Now, go to your /etc/hosts file and add a couple lines, one for your
primary and another for your secondary redundant server. Call one
server1, the other server2, and finally, call one mail, and set the IP
addresses appropriately. It should look something like this:
192.168.1.1 server1
192.168.1.2 server2
192.168.1.5 mail
Finally, on both your master and slave server, make a folder
called /replicated, and add the following line to the /etc/fstab file:
/dev/drbd0 /replicated ext3 noauto 0 0
Configuring DRBD
After you've done that, you have to set up DRBD before moving forward
with Heartbeat. In my setup, the configuration file is /etc/drbd.conf, but
that can change depending on distribution and compile time options, so
try to find the file and open it now so you can follow along. If you
can't find it, simply create one called /etc/drbd.conf.
Listing 1 is my configuration file. I go over it line by line and add
explanations as comments that begin with the # character.
Now, let's test it by starting the DRBD driver to see if everything works
as it should. On your command line on both servers type:
drbdadm create-md drbd0; /etc/init.d/drbd restart; cat /proc/drbd
If all goes well, the output of the last command should look something
like this:
0: cs:Connected st:Secondary/Secondary ds:Inconsistent/Inconsistent r---
ns:0 nr:0 dw:0 dr:0 al:0 bm:0 lo:0 pe:0 ua:0 ap:0
resync: used:0/7 hits:0 misses:0 starving:0 dirty:0 changed:0
act_log: used:0/257 hits:0 misses:0 starving:0 dirty:0 changed:0
Note: you always can find information about the DRBD status by typing:
cat /proc/drbd
Now, type the following command on the master system:
drbdadm -- --overwrite-data-of-peer primary drbd0; cat /proc/drbd
The output should look something like this:
0: cs:SyncSource st:Primary/Secondary ds:UpToDate/Inconsistent r---
ns:65216 nr:0 dw:0 dr:65408 al:0 bm:3 lo:0 pe:7 ua:6 ap:0
[>...................] sync'ed: 2.3% (3083548/3148572)K
finish: 0:04:43 speed: 10,836 (10,836) K/sec
resync: used:1/7 hits:4072 misses:4 starving:0 dirty:0 changed:4
act_log: used:0/257 hits:0 misses:0 starving:0 dirty:0 changed:0
This means it is syncing your disks from the master computer that is set
as the primary one to the slave computer that is set as secondary.
Next, create the filesystem by typing the following on the master system:
mkfs.ext3 /dev/drbd0
Once that is done, on the master computer, go ahead and mount the drive
/dev/drbd0 on the /replicated directory we created for it. We'll have to
mount it manually for now until we set up Heartbeat.

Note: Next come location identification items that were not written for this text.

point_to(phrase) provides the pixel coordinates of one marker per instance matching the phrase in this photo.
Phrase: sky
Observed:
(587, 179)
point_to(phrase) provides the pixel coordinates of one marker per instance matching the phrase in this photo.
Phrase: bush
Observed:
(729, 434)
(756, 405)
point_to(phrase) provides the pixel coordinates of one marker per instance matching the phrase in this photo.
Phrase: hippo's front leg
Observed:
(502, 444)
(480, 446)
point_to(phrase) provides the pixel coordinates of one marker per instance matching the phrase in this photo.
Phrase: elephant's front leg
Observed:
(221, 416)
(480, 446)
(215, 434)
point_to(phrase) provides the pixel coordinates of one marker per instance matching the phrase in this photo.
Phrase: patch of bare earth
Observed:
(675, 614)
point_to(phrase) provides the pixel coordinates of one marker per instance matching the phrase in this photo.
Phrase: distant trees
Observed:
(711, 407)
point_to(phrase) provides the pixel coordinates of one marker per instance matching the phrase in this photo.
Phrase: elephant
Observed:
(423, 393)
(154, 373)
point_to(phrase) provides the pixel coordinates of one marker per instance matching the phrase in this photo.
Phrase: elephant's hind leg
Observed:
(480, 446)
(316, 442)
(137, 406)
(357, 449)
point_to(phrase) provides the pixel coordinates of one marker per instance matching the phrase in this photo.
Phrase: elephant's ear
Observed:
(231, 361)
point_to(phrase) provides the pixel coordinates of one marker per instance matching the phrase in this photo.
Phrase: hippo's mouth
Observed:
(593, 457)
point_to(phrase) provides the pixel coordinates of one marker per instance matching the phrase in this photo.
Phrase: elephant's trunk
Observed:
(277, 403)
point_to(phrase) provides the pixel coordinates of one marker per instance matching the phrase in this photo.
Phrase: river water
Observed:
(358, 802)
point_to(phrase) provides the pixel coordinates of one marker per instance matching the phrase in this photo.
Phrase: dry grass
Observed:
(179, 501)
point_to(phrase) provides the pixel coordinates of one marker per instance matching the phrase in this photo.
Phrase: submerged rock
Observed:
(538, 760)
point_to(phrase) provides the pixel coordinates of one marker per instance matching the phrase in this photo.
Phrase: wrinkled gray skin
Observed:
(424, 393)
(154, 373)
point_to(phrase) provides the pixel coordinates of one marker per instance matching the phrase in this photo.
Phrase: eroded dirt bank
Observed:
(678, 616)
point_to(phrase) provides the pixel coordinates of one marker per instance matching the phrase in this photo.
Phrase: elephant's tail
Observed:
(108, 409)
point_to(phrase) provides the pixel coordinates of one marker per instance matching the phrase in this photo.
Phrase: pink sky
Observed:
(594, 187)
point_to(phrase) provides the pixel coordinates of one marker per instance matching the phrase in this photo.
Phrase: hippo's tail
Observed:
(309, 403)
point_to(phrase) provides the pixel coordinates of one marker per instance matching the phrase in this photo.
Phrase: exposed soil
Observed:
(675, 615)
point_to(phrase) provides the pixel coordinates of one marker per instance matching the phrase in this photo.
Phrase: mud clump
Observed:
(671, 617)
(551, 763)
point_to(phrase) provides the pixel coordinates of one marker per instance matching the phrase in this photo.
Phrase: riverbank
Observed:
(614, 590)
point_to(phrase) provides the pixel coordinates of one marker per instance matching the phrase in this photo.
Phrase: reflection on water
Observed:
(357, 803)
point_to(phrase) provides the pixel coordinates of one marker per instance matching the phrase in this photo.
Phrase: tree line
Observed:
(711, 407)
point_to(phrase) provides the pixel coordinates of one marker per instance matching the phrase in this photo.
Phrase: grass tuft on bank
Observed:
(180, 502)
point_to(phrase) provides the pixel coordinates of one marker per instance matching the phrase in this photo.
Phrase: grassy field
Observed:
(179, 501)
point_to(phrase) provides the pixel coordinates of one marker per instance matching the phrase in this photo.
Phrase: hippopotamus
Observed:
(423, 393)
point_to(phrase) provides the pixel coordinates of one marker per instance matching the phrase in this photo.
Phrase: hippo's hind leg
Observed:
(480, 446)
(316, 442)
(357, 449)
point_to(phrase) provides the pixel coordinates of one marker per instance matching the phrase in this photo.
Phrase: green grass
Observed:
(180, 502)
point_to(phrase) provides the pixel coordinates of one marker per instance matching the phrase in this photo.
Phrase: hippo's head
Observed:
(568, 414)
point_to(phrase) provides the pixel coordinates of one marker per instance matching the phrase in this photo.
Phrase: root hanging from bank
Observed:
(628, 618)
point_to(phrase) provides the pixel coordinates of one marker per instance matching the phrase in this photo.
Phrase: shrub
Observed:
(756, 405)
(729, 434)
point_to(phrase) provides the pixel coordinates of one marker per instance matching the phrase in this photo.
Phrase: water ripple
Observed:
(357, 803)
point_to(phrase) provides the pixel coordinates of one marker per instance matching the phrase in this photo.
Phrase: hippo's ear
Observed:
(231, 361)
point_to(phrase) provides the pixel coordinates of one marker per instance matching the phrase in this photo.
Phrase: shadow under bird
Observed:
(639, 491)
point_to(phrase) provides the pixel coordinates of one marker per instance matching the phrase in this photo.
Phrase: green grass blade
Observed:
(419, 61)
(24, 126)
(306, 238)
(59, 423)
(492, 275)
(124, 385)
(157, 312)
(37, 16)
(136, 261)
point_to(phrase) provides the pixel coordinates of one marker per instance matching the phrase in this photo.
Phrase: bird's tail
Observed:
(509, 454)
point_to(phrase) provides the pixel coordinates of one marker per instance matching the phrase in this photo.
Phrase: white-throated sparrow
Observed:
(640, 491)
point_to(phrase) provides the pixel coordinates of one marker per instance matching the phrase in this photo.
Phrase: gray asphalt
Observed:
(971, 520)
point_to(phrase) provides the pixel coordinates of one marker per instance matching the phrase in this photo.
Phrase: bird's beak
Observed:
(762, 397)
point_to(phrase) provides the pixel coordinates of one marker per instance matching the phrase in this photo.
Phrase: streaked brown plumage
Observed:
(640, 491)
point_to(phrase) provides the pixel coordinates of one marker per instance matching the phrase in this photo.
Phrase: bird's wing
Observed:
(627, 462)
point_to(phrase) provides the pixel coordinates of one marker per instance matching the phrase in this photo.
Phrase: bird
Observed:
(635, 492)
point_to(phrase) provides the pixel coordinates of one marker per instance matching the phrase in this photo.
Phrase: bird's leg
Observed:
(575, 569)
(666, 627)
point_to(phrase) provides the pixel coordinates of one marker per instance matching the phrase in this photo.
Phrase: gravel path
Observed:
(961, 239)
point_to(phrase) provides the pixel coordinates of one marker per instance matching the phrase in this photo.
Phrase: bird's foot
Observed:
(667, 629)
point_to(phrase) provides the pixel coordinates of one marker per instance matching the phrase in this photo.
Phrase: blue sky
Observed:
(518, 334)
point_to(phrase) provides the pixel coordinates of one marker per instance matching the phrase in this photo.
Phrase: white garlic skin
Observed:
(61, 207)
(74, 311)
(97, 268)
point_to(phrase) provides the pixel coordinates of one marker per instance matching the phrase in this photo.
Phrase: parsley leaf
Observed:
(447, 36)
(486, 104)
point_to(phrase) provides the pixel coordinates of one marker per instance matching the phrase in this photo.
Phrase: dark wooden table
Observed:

An important part of any redundant solution is properly preparing your
services so that when the master machine fails, the slave machine can
take over and run those services seamlessly. To do that, you have to move
not only the data to the replicated DRBD disk, but also move the
configuration files.
Let me show you how I've got Sendmail set up to handle the mail and store
it on the replicated drives. I use Sendmail for this example as it is one
step more complicated than the other services, because even if the
machine is running in slave mode, it may need to send e-mail
notifications from internal applications, and if Sendmail can't access
the configuration files, it won't be able to do this.
On the master machine, first make sure Sendmail is installed but stopped.
Then create an etc directory on your /replicated drive. After that, copy
your /etc/mail directory into the /replicated/etc and create a symlink
from /replicated/etc/mail to /etc/mail.
Next, make a var directory on the /replicated drive, and copy /var/mail,
/var/spool/mqueue and any other mail data folders into that directory.
Then, of course, create the appropriate symlinks so that the new folders
are accessible from their previous locations.
Your /replicated directory structure should now look something like:
/replicated/etc/mail
/replicated/var/mail
/replicated/var/spool/mqueue
/replicated/var/spool/mqueue-client
/replicated/var/spool/mail
And, on your main drive, those folders should be symlinks and look
something like:
/etc/mail -> /replicated/etc/mail
/var/mail -> /replicated/var/mail
/var/spool/mqueue -> /replicated/var/spool/mqueue
/var/spool/mqueue-client -> /replicated/var/spool/mqueue-client
/var/spool/mail -> /replicated/var/spool/mail
Now, start Sendmail again and give it a try. If all is working well,
you've successfully finished the first part of the setup.
The next part is to make sure it runs, even on the slave. The trick we
use is copying the Sendmail binary onto the mounted /replicated drive and
putting a symlink to the binary ssmtp on the unmounted /replicated
folder.
First, make sure you have ssmtp installed and configured on your system.
Next, make a directory /replicated/usr/sbin, and copy /usr/sbin/sendmail
to that directory. Then, symlink from /usr/sbin/sendmail back to
/replicated/usr/sbin/sendmail.
Once that's done, shut down Sendmail and unmount the /replicated drive.
Then, on both the master and slave computers, create a folder
/replicated/usr/sbin and a symlink from /usr/sbin/ssmtp to
/replicated/usr/sbin/sendmail.
After setting up Sendmail, setting up other services like Apache and
PostgreSQL will seem like a breeze. Just remember to put all their data
and configuration files on the /replicated drive and to create the
appropriate symlinks.
Configuring Heartbeat
Heartbeat is designed to monitor your servers, and if your master server
fails, it will start up all the services on the slave server, turning it
into the master. To configure it, we need to specify which servers it
should monitor and which services it should start when one fails.
Let's configure the services first. We'll take a look at the Sendmail we
configured previously, because the other services are configured the same
way. First, go to the directory /etc/heartbeat/resource.d. This directory
holds all the startup scripts for the services Heartbeat will start up.
Now add a symlink from /etc/init.d/sendmail to /etc/heartbeat/resource.d.
Note: keep in mind that these paths may vary depending on your Linux
distribution.
With that done, set up Heartbeat to start up services automatically on
the master computer, and turn the slave to the master if it fails.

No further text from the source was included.